One cup of these sprouts has 120% of the recommended daily allowance of Vitamin C.  And you know what my favorite dessert is to have after this meal?

A couple of mandarin oranges.  More Vitamin C.  And the other part of a good dessert?  The almost forgotten and lesser known Vitamin C – Conversation.  

This entire meal can be on the table in about 30 minutes, leaving plenty of time to enjoy each others company.

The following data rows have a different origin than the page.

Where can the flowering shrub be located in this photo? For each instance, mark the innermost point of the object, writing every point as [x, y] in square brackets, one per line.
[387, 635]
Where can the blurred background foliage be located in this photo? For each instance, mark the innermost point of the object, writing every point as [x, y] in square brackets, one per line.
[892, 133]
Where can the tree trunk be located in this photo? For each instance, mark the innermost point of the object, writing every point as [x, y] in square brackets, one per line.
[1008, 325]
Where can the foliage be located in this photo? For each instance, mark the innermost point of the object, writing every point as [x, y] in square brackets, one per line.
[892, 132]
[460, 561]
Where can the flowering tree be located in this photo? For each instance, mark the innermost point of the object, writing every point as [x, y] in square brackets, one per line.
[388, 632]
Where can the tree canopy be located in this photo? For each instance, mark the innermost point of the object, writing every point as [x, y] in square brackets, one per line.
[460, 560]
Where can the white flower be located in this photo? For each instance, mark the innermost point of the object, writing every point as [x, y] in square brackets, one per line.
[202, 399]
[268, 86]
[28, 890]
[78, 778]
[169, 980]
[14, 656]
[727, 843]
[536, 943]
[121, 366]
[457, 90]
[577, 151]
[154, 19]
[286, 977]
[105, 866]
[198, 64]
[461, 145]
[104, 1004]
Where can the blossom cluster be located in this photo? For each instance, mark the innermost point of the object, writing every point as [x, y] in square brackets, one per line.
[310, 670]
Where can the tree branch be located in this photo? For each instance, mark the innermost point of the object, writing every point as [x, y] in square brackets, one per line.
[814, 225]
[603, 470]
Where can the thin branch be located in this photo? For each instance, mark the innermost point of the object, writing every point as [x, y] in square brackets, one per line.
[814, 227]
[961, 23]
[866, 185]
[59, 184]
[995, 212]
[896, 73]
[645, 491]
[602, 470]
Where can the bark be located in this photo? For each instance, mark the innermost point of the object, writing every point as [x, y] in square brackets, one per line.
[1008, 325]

Roasted Brussels Sprouts with Red Grapes and Pine Nuts

1/2 pound Brussels Sprouts, sliced in 1/2 lengthwise through the core

olive oil

salt, pepper, garlic powder, red pepper flakes

1/2 C red grapes, sliced in 1/2

2 t pine nuts

Iron skillet

Preheat oven to 400F.  In a small mixing bowl, drizzle some olive oil over the sprouts and add in the seasonings.  I don’t measure.  Mix to make sure everything is coated and then put into your skillet.  Don’t crowd them too much or they’ll steam instead of roast.  Set timer for 15 minutes.

Take out pan and flip the sprouts.  Add the grapes and nuts to the pan.  Return to oven for 5 minutes.

Transfer to plate immediately so those little nuts don’t get too brown!  Top with bacon, or some additional salt and pepper and a drizzle of good olive oil.